Collected by General Sir John Henry Lefroy (1817-1890), officer in the Royal Artillery of Great Britain, and a scientist specializing in terrestrial magnetism. Lefroy arrived in Toronto in 1842. In the spring of 1843 he departed on a journey from Montreal to York factory via the Hayes River, and later, in the winter of 1843-44 travelled down the Mackenzie River, taking magnetic readings along the way. This work culminated in Lefroy’s publication “In Search of the Magnetic North”. Lefroy was the director of The Toronto Magnetical Observatory until its transfer to the Canadian government in 1863, and went on to hold public office as Governor of Bermuda (c. 1871-77) and Administrator of Tasmania (c. 1880-81).       


The British Museum, London, 1982 – 1987 (Thunderbird and Lightening)
On loan to the Newfoundland Museum, St. John’s, 1990 - 2004


To Please the Caribou: Painted Caribou-Skin Coats Worn by the Naskapi, Montagnais, and Cree Hunters of the Quebec-Labrador Peninsula, Burnham, Royal Ontario Museum, 1992
Thunderbird and Lightening: Indian Life in Northeastern North America 1600-1900, King, The British Museum, London, 1982, pl. 39
Donald Ellis Gallery catalogue, 2005, pgs. 22 - 23
Brasser, Ted. J. Native American Clothing: An Illustrated History. Toronto: Firefly Books, 2009, pgs. 1-2, 98


Royal Artillery Institution, Woolwich, London (UN 828)

See: Burnham, Dorothy. To Please the Caribou: Skin Coats Worn by the Naskapi, Montagnais, and Cree Hunters of the Quebec-Labrador Peninsula. Toronto: Royal Ontario Museum, 1992, pg. 153, pl. 14 for another Naskapi coat from the collection or General Sir John Henry Lefroy.

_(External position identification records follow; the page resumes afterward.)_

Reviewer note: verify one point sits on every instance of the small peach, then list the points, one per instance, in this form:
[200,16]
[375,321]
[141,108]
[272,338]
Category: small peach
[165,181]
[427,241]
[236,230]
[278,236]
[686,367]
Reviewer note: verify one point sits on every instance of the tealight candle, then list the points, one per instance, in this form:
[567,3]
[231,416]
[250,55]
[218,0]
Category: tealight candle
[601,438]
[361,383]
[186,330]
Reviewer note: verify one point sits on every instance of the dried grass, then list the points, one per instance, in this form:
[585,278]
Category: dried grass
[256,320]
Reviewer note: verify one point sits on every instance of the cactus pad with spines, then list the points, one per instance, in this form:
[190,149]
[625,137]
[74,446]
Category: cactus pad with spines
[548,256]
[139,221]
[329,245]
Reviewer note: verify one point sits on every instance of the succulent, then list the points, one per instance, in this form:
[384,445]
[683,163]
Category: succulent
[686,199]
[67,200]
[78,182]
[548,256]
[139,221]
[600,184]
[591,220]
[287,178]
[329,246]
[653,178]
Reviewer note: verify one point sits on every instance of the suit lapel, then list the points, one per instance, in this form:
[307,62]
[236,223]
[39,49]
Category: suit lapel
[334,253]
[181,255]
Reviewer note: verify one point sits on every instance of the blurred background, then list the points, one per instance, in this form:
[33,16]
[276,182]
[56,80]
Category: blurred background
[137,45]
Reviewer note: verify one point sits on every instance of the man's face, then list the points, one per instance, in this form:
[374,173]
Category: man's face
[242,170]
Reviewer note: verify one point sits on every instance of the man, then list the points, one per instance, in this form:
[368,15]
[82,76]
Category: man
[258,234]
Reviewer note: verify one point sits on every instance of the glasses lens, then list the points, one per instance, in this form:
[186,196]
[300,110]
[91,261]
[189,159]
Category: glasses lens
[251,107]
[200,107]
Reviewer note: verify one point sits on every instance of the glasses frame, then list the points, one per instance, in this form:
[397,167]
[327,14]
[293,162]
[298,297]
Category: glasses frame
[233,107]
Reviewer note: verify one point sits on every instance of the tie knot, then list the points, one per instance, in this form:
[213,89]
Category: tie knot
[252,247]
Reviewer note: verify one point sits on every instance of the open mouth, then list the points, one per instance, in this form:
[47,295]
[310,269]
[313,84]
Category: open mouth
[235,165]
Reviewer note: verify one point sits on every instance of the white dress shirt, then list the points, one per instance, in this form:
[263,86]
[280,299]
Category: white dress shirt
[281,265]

Canadian Museum of Civilization, No. III B 590 – See: Ibid, pg. 45, pl. 7

The extraordinary painted designs on the caribou skin garments of the Algonquian speaking inhabitants of Eastern Quebec and Labrador are said to be inspired by a dream. Coming to the hunter in his sleep, a helping spirit would describe the specific designs that would convey the power necessary for a successful hunt (see: Speck 1977, pg. 80).

For the Innu peoples of the region, life depended largely on the hunt, and every effort was made to insure success. Pre-hunt feasts, dancing, drumming and communication with the spirit world through dreaming, helped convey honor and respect to the caribou in the hope that they would surrender their lives to the hunter.

The magnificent coat illustrated here was collectd by General Sir John Henry Lefroy, a distinguished officer in the British Army. Lefroy arrived in Toronto in 1842, and several years later was immortalized by his friend, the artist Paul Kane, in his painting “Scene in the Northwest – Portrait” (see: Sotheby’s 2002, pg. 39).

The magical power of a hunter’s coat was said to fade within a year, and the next year another dream would inspire a new coat design (see: Webber 1984, pg. 116). Older coats, their power gone, frequently found their way into the fur trade, becoming fashionable garments for British military officers. This can be readily seen in paintings and engravings from the early 19th century (see: Burnham 1992, pgs. 14-15).

Decorated hunting coats of the Innu are exceedingly rare, with only a handful found in private collections. This superb example attests to the artistic achievement of these northern Algonquian peoples.